Recommended Posts

Even on a DMX3000 with 64GB of cache, you still can't do anything about the extra ms required to get traffic onto an external media, through a switch to a controller (then to cache or drives as necessary) and back. We have several 2003 boxes which boot from SAN, and the only local drives they use are for paging.

Technically, you're right.

This is what I was talking about:

http://www.platypus.net/products/direct_attach.asp

It's not really a device designed for a SAN. That sucker has about 1 microsecond seek. :D

Share this post


Link to post
Share on other sites
ddrueding,  NAS is a file server appliance (NFS OR CIFS--SMB), possibly with iSCSI and drivers which let remote machines mount volumes as devices.  It also may have SAN features such as hot-splits, etc.

I can definatly appreciate the uses for a SAN. Server clustering or rendering farms could hardly operate without that concept. But I must still be missing something with the NAS...

From this I gathered that is uses a standard filesystem, that it allows it's "shares" to be mounted as drives (unless you mean boot-time drivers, that might be cool), and be easily manageable.

I must still be missing something.

The filesystem is fairly straightforward and I see no reason for it not to be.

Drivers? Something like daemon tools to mount network shares? Like drive mapping? Is it bootable?

Manageability is always a plus. The ability to expand a RAID5 or RAID10 array sounds very attractive.

But these things are also available in servers at about the same cost. Sorry if I'm sounding dumb here, but I'd like to appreciate the technology.

SAN solutions 'present' disks or volumes to a host (or hosts) in a manner that makes them appear essentially as a local SCSI drive. This means you can typically do anything with them that you would a local drive or array, and they are mounted directly to the OS on the host.

NAS solutions typically are mostly just fileshare servers with enhanced flexibility/manageability. The filesystem is mounted on the NAS system, then shared through the desired network protocol. This is then accessible (at a low level) by any user/system on the network, although of course any file-sharing permissions, etc. you apply may deny you access.

High-end NAS solutions have extra software to make them behave more like a SAN. The NAS server takes a disk or volume, and rather than share it across a typical file sharing protocol, it essentially 'serves' a virtual disk to a client. This requires a client driver specific to the NAS server software in use, and it then appears as a local disk, to be formatted and mounted as a local filesystem. I haven't seen any that support booting from, although I'd imagine iSCSI solutions could support that, but I haven't had anything to do with iSCSI.

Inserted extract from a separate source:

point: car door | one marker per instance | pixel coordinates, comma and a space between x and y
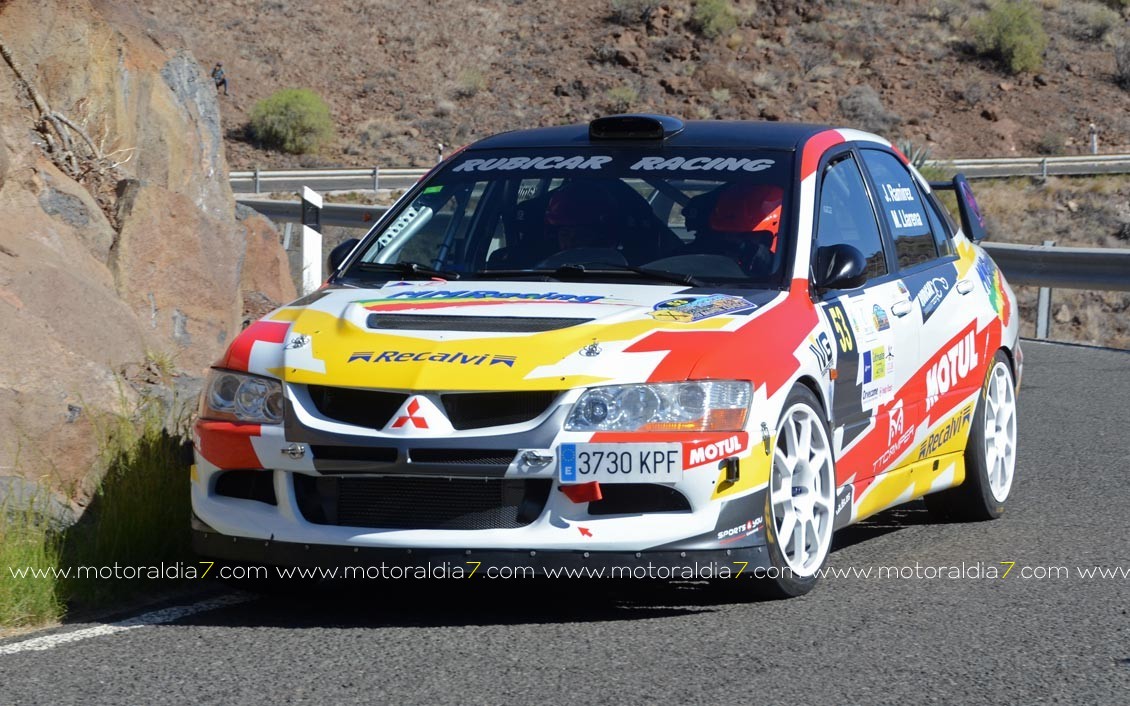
928, 264
874, 328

Essentially people go with SAN if they require the extra flexibility of treating the storage as local disks, or NAS if they need all their fileshares in one spot for ease of manageability and backup. The in-between solution (high-end NAS) can be used in place of a NAS if one is willing to accept the reduced network performance incurred by having all the normal network traffic on the same network as the storage traffic.

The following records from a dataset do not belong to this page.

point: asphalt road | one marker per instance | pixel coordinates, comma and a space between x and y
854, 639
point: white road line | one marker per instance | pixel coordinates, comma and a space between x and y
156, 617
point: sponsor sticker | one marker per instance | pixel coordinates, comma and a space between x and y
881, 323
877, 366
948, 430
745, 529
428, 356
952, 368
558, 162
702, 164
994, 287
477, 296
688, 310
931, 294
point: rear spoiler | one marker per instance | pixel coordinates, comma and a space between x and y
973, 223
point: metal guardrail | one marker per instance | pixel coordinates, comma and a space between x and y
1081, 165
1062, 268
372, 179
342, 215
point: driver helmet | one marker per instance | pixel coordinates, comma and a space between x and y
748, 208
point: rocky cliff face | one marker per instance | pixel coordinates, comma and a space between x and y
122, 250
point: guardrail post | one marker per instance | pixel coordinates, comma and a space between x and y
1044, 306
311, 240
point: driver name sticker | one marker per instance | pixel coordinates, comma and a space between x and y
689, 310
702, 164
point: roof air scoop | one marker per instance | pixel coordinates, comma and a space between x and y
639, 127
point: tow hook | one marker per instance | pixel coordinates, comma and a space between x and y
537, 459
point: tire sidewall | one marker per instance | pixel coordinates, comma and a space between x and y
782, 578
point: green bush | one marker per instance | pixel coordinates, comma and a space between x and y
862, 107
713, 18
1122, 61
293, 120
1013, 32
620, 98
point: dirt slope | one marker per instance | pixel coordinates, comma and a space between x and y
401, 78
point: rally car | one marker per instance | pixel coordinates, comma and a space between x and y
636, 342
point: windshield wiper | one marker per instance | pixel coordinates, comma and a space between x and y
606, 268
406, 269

On your example of needing a SAN for a rendering farm, it's probably more likely to use a NAS in that situation, as more than likely all the nodes in the farm will need access to the same data. If you used a SAN, each node would have it's own 'local disk' to write data to, and then the data would need to be copied to a share anyway.

Share this post


Link to post
Share on other sites
The in-between solution (high-end NAS) can be used in place of a NAS if one is willing to accept the reduced network performance incurred by having all the normal network traffic on the same network as the storage traffic.

Come companies mix and match.

They have NAS at local locations and SANS at data centers, etc.

Share this post


Link to post
Share on other sites
If you used a SAN, each node would have it's own 'local disk' to write data to, and then the data would need to be copied to a share anyway.

click Got it. Thanks.

So A SAN has "partitons" that can be serverd to differnt machines? I was under the impression that a SAN could provide multiple systems access to the same volume though a SCSI or FC interface, allowing faster access to common files.

Share this post


Link to post
Share on other sites
So A SAN has "partitons" that can be serverd to differnt machines? I was under the impression that a SAN could provide multiple systems access to the same volume though a SCSI or FC interface, allowing faster access to common files.

It can do both, depending on the setup.

Here is a small info:

http://www.extremetech.com/article2/0,3973,10680,00.asp

IIRC, it has a minor mistake with the connectors.

Share this post


Link to post
Share on other sites
If you used a SAN, each node would have it's own 'local disk' to write data to, and then the data would need to be copied to a share anyway.

click Got it. Thanks.

So A SAN has "partitons" that can be serverd to differnt machines? I was under the impression that a SAN could provide multiple systems access to the same volume though a SCSI or FC interface, allowing faster access to common files.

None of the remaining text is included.